Côte à côte, la parole se libère différemment. Elle suit le pas, le souffle, le corps qui avance. Elle devient plus fluide, plus vraie, moins contrôlée. Parler en marchant permet de déposer sans se sentir observé(e).

4. La dimension de reliance à la nature

Le vivant et notre reliance à la nature soutient le processus de cheminement intérieur. La Côte Basque devient un espace qui apaise, régule et accompagne. La nature ancre, recentre et ouvre une perspective intérieure.

5. La dimension du mental

La marche impose un tempo simple et profondément physiologique. Un rythme qui calme, structure, créé de l’espace et remet de l’ordre dans nos pensées.Un pas après l’autre — assez doux pour ne rien brusquer, assez constant pour laisser respirer notre mental.

6. La dimension humaine

Aucune posture, aucun rôle, aucun face-à-face figé. Juste deux humains qui marchent ensemble. Présence, écoute, simplicité — et la liberté d’être soi.

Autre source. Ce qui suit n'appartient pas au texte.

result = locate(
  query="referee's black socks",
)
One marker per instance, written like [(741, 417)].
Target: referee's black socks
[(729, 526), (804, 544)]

7. La dimension “À Kœur Ouvert” — l’alchimie qui fait avancer

“À Kœur Ouvert” n’est pas la somme de ces dimensions : C’est l’alchimie qui se produit lorsqu’elles se rencontrent. Un espace vivant, humain, somatique et relationnel qui permet à chacun d’avancer en se reconnectant avec son propre ancrage, son propre mouvement intérieur.

Chemin de randonnée en pleine nature au Pays Basque

Un dernière chose…

Si quelque chose en toi a bougé en lisant ces mots, même légèrement, si une part de toi se dit que cet espace pourrait t’aider à respirer, à avancer, à y voir plus clair — alors peut-être que c’est le bon moment pour ouvrir ce nouveau chemin en toi.

“À Kœur Ouvert”, les marches se vivent en individuel (toi & moi) et certains week-ends en petit groupe pour celles et ceux qui souhaitent rencontrer d’autres personnes et avancer ensemble. Chaque marche se fait à ton rythme, sur les sentiers de la Côte Basque.

Si tu sens l’appel, même discret, si tu as besoin d’un espace où déposer, clarifier, remettre du mouvement dans ta vie…alors avançons ensemble.

Je t’accueille “À Kœur Ouvert”, ici, entre l’océan et les sentiers basques, là où le chemin sait souvent mieux que nous ce dont on a besoin.